House Health Care Committee · April 29, 2026
AI-Generated Content: All content on this page was generated by AI to highlight key points from the meeting. For complete details and context, we recommend watching the full video. so we can fix them.

Summary

Hospital representatives told the House Health Care Committee that statutory price caps and changes to how Medicare cost sharing is treated for outpatient services could threaten small and critical access hospitals; the bill directs a GMCB working group to recommend mitigation strategies and orders reporting on outsourcing.

Testimony before the House Health Care Committee on April 28 focused at times on provisions in S.190 about hospital outsourcing and Medicare outpatient cost‑sharing for critical access hospitals.

The bill directs the Green Mountain Care Board to convene a working group — including hospital and insurer representatives — to develop recommendations to mitigate the effects of a federal policy that leaves Medicare beneficiaries responsible for 20% of outpatient charges. The working group must report projected impacts to patients, Medicare supplement premiums and the state budget by Jan. 15, 2027.

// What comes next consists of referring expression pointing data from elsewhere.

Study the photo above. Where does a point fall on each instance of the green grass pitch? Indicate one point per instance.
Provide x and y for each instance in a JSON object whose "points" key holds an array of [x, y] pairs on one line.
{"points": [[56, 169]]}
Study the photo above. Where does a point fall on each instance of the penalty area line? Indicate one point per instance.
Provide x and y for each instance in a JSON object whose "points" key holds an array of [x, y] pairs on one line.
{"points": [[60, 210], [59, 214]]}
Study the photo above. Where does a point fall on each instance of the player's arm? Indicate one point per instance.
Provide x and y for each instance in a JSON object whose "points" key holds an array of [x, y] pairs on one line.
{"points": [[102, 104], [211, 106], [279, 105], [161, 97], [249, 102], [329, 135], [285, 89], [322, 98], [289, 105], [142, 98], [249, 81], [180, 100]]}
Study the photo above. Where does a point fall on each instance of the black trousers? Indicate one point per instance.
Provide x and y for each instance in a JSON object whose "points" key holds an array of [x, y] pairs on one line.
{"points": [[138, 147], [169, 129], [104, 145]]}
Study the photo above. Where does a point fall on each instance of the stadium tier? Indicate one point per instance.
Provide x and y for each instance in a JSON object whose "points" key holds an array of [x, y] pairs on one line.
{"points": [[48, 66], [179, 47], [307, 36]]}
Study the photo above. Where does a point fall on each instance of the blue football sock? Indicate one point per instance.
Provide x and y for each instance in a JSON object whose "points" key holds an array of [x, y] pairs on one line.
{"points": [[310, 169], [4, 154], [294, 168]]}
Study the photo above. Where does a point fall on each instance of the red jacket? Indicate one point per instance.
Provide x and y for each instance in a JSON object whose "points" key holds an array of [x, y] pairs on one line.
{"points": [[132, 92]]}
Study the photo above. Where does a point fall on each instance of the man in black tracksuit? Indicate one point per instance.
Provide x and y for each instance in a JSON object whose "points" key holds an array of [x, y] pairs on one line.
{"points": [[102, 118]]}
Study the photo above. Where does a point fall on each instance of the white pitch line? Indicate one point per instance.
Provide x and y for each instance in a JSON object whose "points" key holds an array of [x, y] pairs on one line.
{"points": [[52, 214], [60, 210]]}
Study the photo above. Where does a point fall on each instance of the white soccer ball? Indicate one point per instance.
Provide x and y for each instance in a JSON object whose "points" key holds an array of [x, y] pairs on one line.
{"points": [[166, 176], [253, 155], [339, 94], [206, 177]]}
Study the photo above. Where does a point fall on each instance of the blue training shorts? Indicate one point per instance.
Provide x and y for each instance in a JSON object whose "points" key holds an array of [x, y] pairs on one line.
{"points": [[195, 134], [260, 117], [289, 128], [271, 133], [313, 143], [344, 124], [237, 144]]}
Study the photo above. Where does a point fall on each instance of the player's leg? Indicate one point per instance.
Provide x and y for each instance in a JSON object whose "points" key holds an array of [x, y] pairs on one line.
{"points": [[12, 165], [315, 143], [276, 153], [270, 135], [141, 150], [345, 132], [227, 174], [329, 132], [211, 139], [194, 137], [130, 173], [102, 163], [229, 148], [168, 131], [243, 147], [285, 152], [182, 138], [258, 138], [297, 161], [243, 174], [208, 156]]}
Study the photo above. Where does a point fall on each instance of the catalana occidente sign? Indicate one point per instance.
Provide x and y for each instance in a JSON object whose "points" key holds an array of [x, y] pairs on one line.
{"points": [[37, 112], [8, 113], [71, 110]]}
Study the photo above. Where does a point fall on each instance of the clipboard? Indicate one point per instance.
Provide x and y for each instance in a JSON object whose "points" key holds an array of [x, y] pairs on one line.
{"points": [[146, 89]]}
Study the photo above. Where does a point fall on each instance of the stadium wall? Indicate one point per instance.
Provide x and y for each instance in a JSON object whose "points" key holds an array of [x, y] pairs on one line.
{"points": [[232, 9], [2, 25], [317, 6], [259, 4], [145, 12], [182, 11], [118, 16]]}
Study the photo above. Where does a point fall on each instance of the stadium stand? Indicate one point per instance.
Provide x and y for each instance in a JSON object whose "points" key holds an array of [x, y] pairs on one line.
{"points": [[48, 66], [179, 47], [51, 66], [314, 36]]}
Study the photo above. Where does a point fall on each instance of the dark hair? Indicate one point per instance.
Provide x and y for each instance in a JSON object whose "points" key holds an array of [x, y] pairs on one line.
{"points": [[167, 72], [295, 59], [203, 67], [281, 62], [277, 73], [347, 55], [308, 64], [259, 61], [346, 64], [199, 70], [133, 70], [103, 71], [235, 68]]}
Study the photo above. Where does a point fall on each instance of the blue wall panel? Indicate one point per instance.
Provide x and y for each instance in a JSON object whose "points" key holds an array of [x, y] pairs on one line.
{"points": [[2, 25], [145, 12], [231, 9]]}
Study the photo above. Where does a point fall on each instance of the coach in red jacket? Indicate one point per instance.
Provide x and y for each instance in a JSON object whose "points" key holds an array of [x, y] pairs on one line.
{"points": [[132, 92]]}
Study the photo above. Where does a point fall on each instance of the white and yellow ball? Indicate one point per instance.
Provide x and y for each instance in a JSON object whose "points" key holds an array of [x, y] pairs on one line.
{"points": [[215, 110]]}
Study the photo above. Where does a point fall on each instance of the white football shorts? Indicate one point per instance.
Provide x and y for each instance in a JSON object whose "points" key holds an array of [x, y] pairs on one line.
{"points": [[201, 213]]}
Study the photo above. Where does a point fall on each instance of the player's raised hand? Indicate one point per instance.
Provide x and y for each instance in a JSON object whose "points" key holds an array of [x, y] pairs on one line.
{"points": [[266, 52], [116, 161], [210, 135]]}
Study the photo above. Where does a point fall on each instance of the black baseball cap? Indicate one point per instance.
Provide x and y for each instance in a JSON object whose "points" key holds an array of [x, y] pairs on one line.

Devin Green, representing the Vermont Association of Hospitals and Health Systems, said hospitals support transparency but urged caution on statutory fixes. He warned that reducing hospital charges to Medicare levels would substantially reduce commercial revenue because many commercial contracts are based on charges, not reimbursements, and that could imperil critical access hospitals. "If you bring down our charges to the Medicare amount, commercial insurance will be a fraction of that," Green said, adding that such an outcome could lead to closures.

Committee members pressed hospitals on reporting practices and why some outsourced clinical services had not been obvious in earlier budgets. Several members expressed frustration that outpatient charge practices had not been transparent to the Legislature earlier and asked for clearer public data. Hospitals said the current bill’s reporting requirement and the GMCB working group are appropriate starting points; they favored a stakeholder process and federal advocacy for a national fix.

The committee did not adopt regulatory changes at the hearing; members instructed staff to obtain additional exhibits, ask the GMCB and hospitals to provide clearer documentation about outsourcing and chargemasters, and to pursue federal engagement on Medicare cost‑sharing rules.